* SATA Promise TX4 Crash
@ 2005-03-21 0:18 Neil Whelchel
2005-03-21 6:59 ` Brad Campbell
0 siblings, 1 reply; 4+ messages in thread
From: Neil Whelchel @ 2005-03-21 0:18 UTC (permalink / raw)
To: linux-kernel
Hello,
I have two Promise SATA TX4 cards connected to a total of 6 Maxtor 250 GB
drives (7Y250M0) configured into a RAID 5. All works well with small
disk load, but when a large number of requests are issued, it causes crash
similar to the attached, except that the errors before the crash are on a
different drive nearly every time. I have tried several different
motherboards with both Nvidia and Via chipsets, with Athlon and K6
CPUs, and the crash remains the same. I have also seen the same crash
with both a preemptable and a non-preemptable kernel, with kernel
versions 2.6.9, 2.6.10, 2.6.11, and 2.6.11.2 (this one).

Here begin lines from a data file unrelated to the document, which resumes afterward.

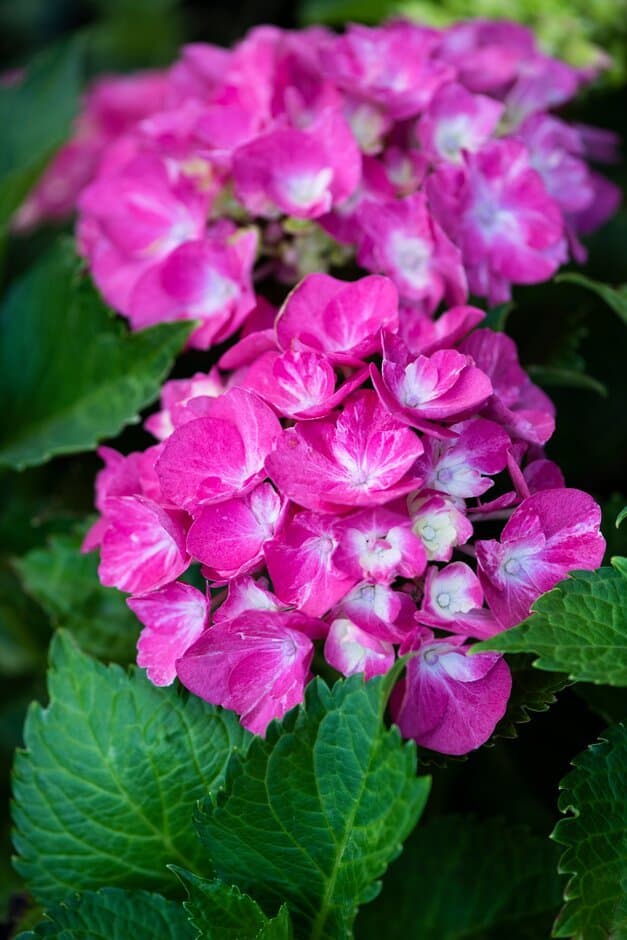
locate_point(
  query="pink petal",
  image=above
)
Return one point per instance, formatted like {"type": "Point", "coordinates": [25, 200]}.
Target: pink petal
{"type": "Point", "coordinates": [174, 617]}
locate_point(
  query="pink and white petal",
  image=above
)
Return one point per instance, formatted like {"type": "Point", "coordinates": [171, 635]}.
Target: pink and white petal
{"type": "Point", "coordinates": [174, 617]}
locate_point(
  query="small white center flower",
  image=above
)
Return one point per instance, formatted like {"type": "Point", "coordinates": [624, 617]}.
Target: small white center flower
{"type": "Point", "coordinates": [306, 189]}
{"type": "Point", "coordinates": [411, 255]}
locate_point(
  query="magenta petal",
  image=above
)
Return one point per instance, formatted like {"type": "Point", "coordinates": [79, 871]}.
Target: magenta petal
{"type": "Point", "coordinates": [451, 702]}
{"type": "Point", "coordinates": [552, 532]}
{"type": "Point", "coordinates": [256, 665]}
{"type": "Point", "coordinates": [228, 537]}
{"type": "Point", "coordinates": [143, 546]}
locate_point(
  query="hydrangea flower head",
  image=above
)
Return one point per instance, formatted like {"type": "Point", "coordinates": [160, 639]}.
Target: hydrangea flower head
{"type": "Point", "coordinates": [428, 155]}
{"type": "Point", "coordinates": [337, 505]}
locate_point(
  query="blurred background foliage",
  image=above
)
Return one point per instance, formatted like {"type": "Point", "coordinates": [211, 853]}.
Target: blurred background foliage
{"type": "Point", "coordinates": [564, 332]}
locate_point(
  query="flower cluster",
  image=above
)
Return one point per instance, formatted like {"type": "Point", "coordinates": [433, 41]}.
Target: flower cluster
{"type": "Point", "coordinates": [327, 483]}
{"type": "Point", "coordinates": [426, 155]}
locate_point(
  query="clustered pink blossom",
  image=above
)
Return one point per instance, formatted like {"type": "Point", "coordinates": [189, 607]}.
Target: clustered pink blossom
{"type": "Point", "coordinates": [338, 483]}
{"type": "Point", "coordinates": [429, 156]}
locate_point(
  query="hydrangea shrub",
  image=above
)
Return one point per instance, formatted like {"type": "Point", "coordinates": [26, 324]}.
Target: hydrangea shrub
{"type": "Point", "coordinates": [345, 519]}
{"type": "Point", "coordinates": [328, 475]}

Any suggestions, or is this a bug?
ata3: status=0x51 { DriveReady SeekComplete Error }
ata3: error=0x40 { UncorrectableError }
ata3: status=0x51 { DriveReady SeekComplete Error }
ata3: error=0x40 { UncorrectableError }
ata3: status=0x51 { DriveReady SeekComplete Error }
ata3: error=0x40 { UncorrectableError }
ata3: status=0x51 { DriveReady SeekComplete Error }
ata3: error=0x40 { UncorrectableError }
ata3: status=0x51 { DriveReady SeekComplete Error }
ata3: error=0x40 { UncorrectableError }
ata3: command timeout
Assertion failed! qc->flags &
ATA_QCFLAG_ACTIVE,drivers/scsi/libata-core.c,ata_qc_complete,line=2807
ata3: status=0x51 { DriveReady SeekComplete Error }
ata3: called with no error (51)!
------------[ cut here ]------------
kernel BUG at drivers/scsi/scsi.c:299!
invalid operand: 0000 [#1]
PREEMPT
Modules linked in:
CPU: 0
EIP: 0060:[<c02a9ddb>] Not tainted VLI
EFLAGS: 00010046 (2.6.11.2)
EIP is at scsi_put_command+0xbb/0x100
eax: 00000001 ebx: c2f5e390 ecx: 00000001 edx: c2f5e390
esi: c2f5e380 edi: 00000246 ebp: c7c4beb4 esp: c7c4be9c
ds: 007b es: 007b ss: 0068
Process scsi_eh_2 (pid: 821, threadinfo=c7c4a000 task=c7c315b0)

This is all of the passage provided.